After the war, thanks in part to the army’s faulty record-keeping, Charlie reappears in the small town of Heaven, Indiana—as Charlene. There, Charlene opens a beauty shop where Heaven’s women safely share their stories and secrets as she shampoos, clips, curls, and combs their hair. Charlene manages to keep her story hidden and her sexual desires quiet. But when she falls in love with a female customer, she faces a moment of truth—and risk—unlike any she’s known before.

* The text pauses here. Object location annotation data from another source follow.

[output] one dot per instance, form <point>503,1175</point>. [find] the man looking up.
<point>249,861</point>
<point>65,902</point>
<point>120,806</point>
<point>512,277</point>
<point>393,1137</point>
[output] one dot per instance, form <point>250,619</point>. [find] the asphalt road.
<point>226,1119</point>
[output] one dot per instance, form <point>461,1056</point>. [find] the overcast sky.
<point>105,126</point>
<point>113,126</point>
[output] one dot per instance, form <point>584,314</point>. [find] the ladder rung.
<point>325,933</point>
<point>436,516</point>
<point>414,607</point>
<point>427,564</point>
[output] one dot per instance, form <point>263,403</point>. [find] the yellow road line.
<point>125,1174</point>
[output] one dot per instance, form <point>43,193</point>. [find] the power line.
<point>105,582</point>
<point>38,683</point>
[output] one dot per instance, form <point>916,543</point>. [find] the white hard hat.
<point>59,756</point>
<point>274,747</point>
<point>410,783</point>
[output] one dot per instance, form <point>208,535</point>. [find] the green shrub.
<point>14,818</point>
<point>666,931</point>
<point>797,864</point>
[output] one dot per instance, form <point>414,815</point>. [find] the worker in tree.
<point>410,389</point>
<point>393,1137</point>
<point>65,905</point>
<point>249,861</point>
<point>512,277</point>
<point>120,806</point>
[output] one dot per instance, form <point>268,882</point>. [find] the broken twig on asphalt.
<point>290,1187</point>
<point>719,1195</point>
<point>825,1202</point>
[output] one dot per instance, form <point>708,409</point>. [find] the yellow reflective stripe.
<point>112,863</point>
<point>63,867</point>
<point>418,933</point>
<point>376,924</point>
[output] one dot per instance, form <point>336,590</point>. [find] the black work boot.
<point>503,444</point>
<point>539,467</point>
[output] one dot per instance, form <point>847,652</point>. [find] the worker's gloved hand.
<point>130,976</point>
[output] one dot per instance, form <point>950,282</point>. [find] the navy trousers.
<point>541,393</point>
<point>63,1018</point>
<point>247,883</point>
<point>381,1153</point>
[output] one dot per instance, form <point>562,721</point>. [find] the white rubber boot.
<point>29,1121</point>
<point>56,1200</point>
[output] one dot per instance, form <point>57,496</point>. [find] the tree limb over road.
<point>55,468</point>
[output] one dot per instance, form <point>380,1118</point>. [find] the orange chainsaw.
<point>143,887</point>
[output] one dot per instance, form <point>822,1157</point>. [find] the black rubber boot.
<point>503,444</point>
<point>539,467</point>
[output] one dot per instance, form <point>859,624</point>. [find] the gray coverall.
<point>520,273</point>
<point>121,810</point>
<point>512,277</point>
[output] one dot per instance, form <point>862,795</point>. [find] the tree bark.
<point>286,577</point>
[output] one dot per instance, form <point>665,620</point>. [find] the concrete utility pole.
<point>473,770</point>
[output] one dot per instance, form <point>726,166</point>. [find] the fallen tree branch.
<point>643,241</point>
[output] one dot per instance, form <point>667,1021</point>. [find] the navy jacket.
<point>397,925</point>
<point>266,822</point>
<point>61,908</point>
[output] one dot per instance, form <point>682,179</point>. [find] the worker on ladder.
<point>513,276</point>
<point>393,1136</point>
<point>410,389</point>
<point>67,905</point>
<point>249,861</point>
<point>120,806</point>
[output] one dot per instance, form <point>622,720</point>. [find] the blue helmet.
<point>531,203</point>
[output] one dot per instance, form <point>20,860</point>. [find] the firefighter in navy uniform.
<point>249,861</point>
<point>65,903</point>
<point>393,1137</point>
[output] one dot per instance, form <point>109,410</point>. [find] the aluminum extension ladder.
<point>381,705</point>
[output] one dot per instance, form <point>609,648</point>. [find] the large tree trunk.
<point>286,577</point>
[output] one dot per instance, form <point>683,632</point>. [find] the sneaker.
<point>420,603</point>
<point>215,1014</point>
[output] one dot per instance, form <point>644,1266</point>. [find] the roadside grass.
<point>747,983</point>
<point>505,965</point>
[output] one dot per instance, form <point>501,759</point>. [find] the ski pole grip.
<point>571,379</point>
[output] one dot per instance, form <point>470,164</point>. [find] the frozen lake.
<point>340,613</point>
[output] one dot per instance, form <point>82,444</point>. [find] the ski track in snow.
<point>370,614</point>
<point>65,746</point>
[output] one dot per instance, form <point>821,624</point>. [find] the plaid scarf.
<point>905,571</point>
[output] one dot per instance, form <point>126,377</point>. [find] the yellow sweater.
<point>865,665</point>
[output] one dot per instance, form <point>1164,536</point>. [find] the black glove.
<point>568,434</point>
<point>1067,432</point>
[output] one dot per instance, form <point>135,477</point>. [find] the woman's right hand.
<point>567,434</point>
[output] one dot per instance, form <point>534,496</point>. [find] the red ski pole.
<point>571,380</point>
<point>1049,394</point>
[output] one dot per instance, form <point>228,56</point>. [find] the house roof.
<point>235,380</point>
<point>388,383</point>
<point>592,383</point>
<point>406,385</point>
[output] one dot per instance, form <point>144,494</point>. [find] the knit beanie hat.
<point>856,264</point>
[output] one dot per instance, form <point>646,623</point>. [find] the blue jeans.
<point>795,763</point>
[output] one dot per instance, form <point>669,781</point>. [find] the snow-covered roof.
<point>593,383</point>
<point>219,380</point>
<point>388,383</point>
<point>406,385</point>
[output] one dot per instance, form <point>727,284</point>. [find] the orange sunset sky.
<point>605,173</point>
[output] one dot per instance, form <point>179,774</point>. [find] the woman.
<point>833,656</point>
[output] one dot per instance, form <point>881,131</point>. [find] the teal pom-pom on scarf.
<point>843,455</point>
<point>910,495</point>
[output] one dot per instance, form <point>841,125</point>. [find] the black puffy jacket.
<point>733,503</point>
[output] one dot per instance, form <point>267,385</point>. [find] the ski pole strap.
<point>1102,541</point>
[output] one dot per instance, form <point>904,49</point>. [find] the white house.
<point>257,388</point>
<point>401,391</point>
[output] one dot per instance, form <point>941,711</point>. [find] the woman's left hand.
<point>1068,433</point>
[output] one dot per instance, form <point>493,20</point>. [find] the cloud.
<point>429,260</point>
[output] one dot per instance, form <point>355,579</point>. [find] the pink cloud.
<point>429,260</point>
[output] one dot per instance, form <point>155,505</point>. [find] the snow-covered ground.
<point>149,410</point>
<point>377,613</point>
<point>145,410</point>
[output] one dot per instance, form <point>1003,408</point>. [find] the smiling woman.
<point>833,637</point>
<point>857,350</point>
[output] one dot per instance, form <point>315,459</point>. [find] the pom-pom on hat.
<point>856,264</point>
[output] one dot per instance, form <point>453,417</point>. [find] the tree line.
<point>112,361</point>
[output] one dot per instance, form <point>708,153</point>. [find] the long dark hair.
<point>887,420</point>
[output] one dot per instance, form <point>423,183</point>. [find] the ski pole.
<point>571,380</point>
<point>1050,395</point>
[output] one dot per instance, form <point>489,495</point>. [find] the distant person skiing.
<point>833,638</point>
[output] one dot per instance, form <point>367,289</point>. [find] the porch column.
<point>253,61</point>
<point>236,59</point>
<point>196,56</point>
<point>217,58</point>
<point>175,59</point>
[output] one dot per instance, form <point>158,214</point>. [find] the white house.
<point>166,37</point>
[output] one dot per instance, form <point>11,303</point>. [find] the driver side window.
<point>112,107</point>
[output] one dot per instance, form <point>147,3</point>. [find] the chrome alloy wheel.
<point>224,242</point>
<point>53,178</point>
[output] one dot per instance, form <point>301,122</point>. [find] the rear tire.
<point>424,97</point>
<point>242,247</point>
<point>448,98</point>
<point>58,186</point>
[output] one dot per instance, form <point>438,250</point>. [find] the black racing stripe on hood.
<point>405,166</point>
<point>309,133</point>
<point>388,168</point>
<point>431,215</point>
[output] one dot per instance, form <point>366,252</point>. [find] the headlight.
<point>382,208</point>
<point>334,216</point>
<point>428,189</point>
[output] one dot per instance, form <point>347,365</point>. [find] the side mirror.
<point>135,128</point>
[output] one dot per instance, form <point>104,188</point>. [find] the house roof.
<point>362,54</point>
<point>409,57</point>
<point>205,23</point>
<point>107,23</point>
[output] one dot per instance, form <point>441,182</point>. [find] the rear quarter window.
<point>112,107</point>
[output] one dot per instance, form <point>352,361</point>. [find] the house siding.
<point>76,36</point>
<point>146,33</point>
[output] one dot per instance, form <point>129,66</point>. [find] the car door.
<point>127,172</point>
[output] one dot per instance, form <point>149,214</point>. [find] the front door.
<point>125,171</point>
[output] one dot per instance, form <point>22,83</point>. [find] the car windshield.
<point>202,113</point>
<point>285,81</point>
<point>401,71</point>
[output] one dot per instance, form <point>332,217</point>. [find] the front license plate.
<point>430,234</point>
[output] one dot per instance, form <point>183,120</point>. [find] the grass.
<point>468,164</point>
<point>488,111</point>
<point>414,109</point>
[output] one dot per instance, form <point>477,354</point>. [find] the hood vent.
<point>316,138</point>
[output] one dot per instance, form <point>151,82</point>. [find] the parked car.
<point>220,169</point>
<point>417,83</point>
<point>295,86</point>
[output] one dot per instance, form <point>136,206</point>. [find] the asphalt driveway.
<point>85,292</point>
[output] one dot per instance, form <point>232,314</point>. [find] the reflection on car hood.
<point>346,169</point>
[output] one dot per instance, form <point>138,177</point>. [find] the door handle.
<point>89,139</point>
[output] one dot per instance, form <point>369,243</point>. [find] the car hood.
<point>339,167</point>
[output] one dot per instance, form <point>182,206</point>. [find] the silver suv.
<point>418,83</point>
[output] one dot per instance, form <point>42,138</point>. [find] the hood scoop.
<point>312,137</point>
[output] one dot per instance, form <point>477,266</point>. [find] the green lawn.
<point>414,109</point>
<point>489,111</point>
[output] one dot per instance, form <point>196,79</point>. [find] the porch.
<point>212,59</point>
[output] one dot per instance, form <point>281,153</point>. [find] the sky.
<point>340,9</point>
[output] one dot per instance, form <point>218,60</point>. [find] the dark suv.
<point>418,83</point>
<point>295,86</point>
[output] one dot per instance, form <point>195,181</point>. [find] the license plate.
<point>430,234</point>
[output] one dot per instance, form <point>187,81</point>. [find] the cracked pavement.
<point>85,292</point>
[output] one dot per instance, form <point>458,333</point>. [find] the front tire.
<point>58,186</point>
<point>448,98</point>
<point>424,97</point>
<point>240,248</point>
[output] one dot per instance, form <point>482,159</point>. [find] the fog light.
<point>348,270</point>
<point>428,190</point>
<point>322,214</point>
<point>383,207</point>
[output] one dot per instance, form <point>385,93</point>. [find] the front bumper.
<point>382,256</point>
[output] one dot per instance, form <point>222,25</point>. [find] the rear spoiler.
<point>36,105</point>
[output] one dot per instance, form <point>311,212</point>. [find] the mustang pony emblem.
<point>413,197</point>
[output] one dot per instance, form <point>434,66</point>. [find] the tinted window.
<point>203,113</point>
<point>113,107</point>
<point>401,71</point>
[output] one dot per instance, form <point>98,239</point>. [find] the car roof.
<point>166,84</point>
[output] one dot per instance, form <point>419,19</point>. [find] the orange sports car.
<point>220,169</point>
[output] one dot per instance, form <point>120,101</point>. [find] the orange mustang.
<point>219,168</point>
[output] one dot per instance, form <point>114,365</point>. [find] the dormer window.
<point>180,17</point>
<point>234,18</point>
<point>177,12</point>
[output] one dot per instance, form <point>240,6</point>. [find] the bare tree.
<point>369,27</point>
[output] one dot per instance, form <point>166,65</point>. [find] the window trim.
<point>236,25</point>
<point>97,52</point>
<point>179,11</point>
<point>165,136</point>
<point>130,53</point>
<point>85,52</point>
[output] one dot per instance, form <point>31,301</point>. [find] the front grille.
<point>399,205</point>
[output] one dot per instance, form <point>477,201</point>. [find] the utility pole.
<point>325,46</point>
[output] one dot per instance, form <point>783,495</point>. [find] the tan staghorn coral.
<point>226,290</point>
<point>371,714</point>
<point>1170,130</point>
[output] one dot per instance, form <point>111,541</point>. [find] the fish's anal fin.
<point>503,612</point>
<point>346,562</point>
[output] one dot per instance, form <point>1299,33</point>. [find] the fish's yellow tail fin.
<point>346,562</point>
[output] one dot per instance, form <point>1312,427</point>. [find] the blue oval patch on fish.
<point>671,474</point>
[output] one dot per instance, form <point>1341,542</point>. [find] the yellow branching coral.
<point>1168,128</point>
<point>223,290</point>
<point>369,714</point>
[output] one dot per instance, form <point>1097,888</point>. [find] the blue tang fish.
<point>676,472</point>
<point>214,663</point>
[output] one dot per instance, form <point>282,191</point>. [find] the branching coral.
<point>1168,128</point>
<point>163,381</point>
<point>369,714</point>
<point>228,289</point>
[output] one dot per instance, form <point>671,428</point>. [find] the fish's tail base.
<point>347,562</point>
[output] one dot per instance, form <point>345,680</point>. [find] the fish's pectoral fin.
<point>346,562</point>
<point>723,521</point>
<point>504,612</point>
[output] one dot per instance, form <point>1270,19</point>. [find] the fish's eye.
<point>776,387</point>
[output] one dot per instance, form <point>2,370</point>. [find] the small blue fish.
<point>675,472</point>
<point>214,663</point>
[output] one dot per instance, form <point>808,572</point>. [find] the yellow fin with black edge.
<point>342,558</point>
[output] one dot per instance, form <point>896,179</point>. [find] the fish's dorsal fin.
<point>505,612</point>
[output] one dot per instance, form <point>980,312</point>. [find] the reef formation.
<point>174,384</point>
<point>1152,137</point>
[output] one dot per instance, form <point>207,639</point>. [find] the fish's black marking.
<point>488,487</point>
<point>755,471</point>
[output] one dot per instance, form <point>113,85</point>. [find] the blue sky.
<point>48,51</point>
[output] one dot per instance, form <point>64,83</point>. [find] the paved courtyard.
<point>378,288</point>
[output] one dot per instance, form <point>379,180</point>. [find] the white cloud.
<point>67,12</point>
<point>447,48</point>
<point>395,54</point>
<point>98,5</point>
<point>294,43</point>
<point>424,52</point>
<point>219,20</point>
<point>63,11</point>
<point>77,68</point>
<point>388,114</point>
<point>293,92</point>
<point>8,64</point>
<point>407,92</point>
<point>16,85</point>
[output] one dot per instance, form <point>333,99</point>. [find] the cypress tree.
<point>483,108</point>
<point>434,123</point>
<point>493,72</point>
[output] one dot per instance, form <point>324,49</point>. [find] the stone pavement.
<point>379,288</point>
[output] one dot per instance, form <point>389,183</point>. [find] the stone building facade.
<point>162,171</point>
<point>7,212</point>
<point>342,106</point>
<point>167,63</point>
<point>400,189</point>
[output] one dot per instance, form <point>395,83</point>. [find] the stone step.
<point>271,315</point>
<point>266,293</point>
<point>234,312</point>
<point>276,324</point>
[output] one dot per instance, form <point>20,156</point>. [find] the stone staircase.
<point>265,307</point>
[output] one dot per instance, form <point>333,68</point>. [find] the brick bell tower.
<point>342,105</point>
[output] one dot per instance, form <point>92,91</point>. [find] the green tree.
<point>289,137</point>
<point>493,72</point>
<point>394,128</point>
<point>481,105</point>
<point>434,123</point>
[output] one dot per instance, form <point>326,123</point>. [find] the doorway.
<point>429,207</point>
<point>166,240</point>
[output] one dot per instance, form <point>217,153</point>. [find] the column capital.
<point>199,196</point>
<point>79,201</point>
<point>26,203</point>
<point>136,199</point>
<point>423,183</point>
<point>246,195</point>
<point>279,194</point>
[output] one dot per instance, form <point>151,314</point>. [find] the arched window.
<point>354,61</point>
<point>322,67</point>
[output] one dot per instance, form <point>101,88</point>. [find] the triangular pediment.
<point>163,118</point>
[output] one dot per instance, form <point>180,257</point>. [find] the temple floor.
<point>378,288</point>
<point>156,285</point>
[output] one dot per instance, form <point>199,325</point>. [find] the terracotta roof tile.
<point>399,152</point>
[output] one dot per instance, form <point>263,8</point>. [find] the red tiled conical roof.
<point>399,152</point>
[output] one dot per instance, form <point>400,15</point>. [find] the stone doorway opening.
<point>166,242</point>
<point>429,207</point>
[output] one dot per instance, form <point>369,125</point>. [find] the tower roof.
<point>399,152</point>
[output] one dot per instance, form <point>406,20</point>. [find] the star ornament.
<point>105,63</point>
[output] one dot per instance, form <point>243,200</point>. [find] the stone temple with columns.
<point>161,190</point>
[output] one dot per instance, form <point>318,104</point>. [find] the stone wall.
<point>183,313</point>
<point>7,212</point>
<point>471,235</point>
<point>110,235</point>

“A complex and deeply emotional novel which explores a rarely discussed aspect of gender identity in the post-war Midwest . . . captivating.” —Historical Novel Society
PUBLISHERS WEEKLY
Maher's debut is a satisfyingly complex character study exploring gender identity in the postwar Midwest. Charlie Bader has always been drawn to the softer textures of women's clothing a shameful secret that, when he was a young man, cost him his marriage. In 1933, Charlie leaves small-town Texas for Chicago, where, for the first time, he dares to venture out in public as a woman. He finds kinship in the Full Self Sisterhood, a secret organization of like-minded individuals some of whom live fully as women, others who dress up only recreationally. Traumatized by the horrors of World War II, Charlie returns from Europe resolved to shed his masculine identity and live full-time as a woman. As Charlene, she opens a beauty salon in the small town of Heaven, Ind., where she's welcomed with open arms. For 18 years she manages to keep her secrets hidden not just the fact of her biological sex, but also the secret love she harbors for her best friend. Maher deftly navigates Charlie/Charlene's dual identities and vividly captures a complex inner struggle, but while Heaven shows a lot of promise as a setting, the rest of its residents feel more like caricatures of small-town Midwesterners. A stronger supporting cast might have made Charlene's journey feel more vivid; still, the story is transportive.